German Training of the Language Models
Until now, many large language models have mainly been trained on English data sets. This is precisely where the Chair of Data Science at CAIDAS at the University of Würzburg, headed by Professor Andreas Hotho, came in: "With LLäMmlein, we have created models that have been trained exclusively on German-language data. This not only puts the focus on German language processing and opens up new possibilities for applications that are specifically tailored to the German language, but also the targeted investigation of German language models."
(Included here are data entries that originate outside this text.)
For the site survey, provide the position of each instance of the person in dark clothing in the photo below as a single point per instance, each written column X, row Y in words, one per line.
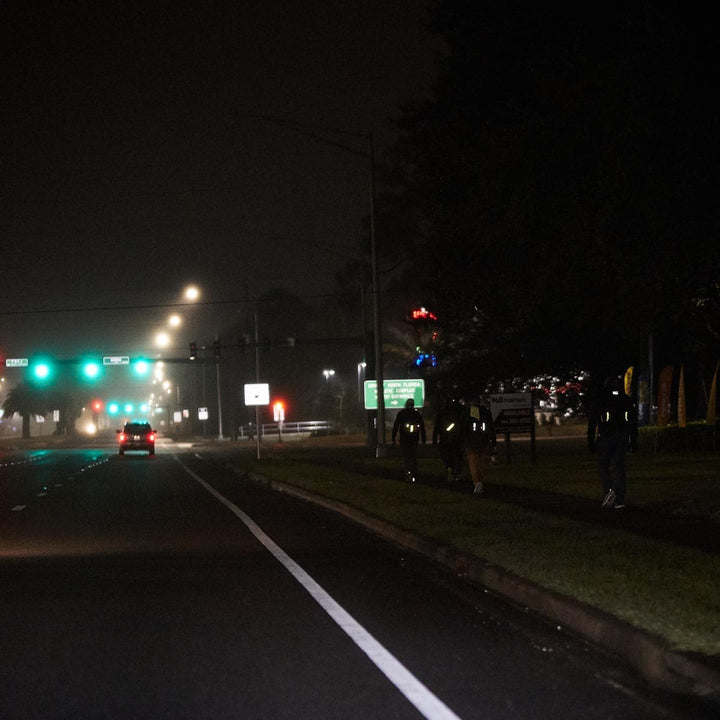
column 447, row 435
column 612, row 427
column 479, row 441
column 410, row 426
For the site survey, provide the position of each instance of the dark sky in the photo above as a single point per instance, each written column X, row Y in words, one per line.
column 132, row 163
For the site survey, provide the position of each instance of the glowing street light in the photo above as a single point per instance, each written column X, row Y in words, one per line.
column 192, row 293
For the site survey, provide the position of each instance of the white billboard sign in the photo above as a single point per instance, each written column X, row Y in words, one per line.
column 257, row 394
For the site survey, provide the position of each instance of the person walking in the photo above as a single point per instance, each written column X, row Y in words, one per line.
column 447, row 436
column 410, row 426
column 612, row 428
column 479, row 441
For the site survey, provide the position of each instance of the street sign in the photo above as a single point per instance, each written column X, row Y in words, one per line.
column 395, row 393
column 257, row 394
column 512, row 412
column 116, row 360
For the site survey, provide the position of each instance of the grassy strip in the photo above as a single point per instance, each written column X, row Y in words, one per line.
column 667, row 590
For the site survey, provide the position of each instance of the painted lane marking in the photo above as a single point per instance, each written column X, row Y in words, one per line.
column 428, row 704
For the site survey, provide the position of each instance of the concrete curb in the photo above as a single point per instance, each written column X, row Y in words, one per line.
column 649, row 655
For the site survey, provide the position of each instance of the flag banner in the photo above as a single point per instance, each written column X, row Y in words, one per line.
column 682, row 415
column 628, row 380
column 712, row 401
column 664, row 386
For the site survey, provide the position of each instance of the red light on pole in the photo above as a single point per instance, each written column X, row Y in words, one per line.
column 423, row 314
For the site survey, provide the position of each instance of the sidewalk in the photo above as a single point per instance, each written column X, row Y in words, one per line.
column 651, row 656
column 676, row 672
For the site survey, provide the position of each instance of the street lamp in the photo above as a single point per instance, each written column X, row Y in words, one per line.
column 191, row 293
column 313, row 131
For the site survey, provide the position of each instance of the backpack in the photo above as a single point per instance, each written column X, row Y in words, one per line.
column 614, row 415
A Transparent and German Data Set
In order to train the models, the researchers cleaned up and prepared the existing multilingual RedPajama dataset specifically for German. They broke down the texts into the smallest meaningful units, so-called "tokens" - these can be individual words or parts of words. The end result was a data set with three trillion such German "tokens". They also published a specialised program, a so-called "tokenizer", which breaks down the German texts into these units in a way that is particularly well suited to the peculiarities of the German language.
The publication of the data set, as well as several model checkpoints from the training phase, enables researchers to better understand and further develop the learning dynamics of the models.
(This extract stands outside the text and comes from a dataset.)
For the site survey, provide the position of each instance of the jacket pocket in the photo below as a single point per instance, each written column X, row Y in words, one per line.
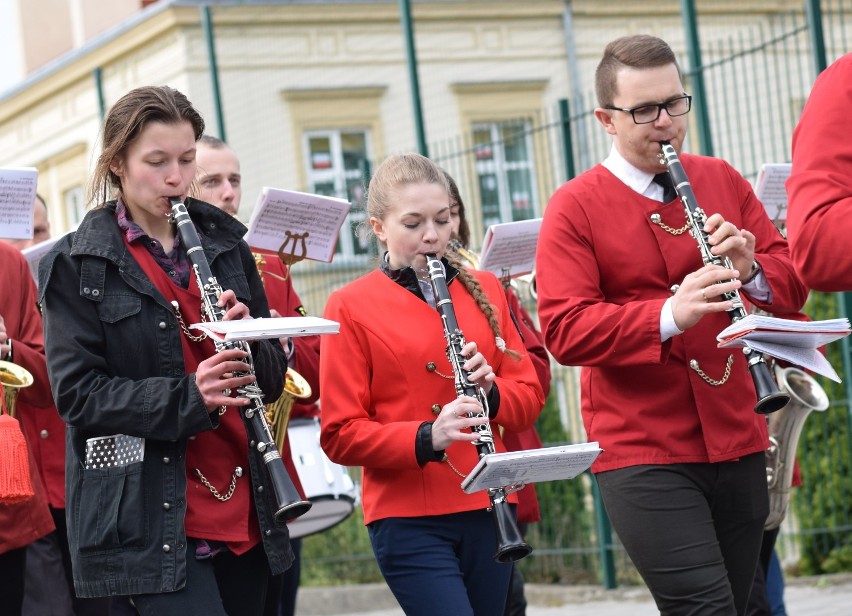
column 112, row 508
column 117, row 306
To monitor the progress of the training and evaluate the final result, the self-developed benchmark "SuperGLEBer" with 29 tasks was used to evaluate German LLMs.
Diverse Models for Different Applications
"We present two models of different sizes: LLäMmlein 120M and 1B. These provide an insight into how model size influences performance. We also provide special chat variants that are optimised for interactive applications," explains Andreas Hotho.
The different models allow developers and researchers to select the right model for their specific requirements. A preview of a Bavarian variant of the language model already exists.
Outlook and Publication
The project is the prelude to the development of even larger models. The extensive calculations have so far been carried out at the NHR@FAU cluster in Erlangen and required 50,000 computing hours on A100 GPUs with 80GB of memory for the 1B model. The training took around 5 weeks on 64 GPUs. The smaller model was calculated on the university's new JuliaV2 cluster and required around 10,000 L40 GPU hours.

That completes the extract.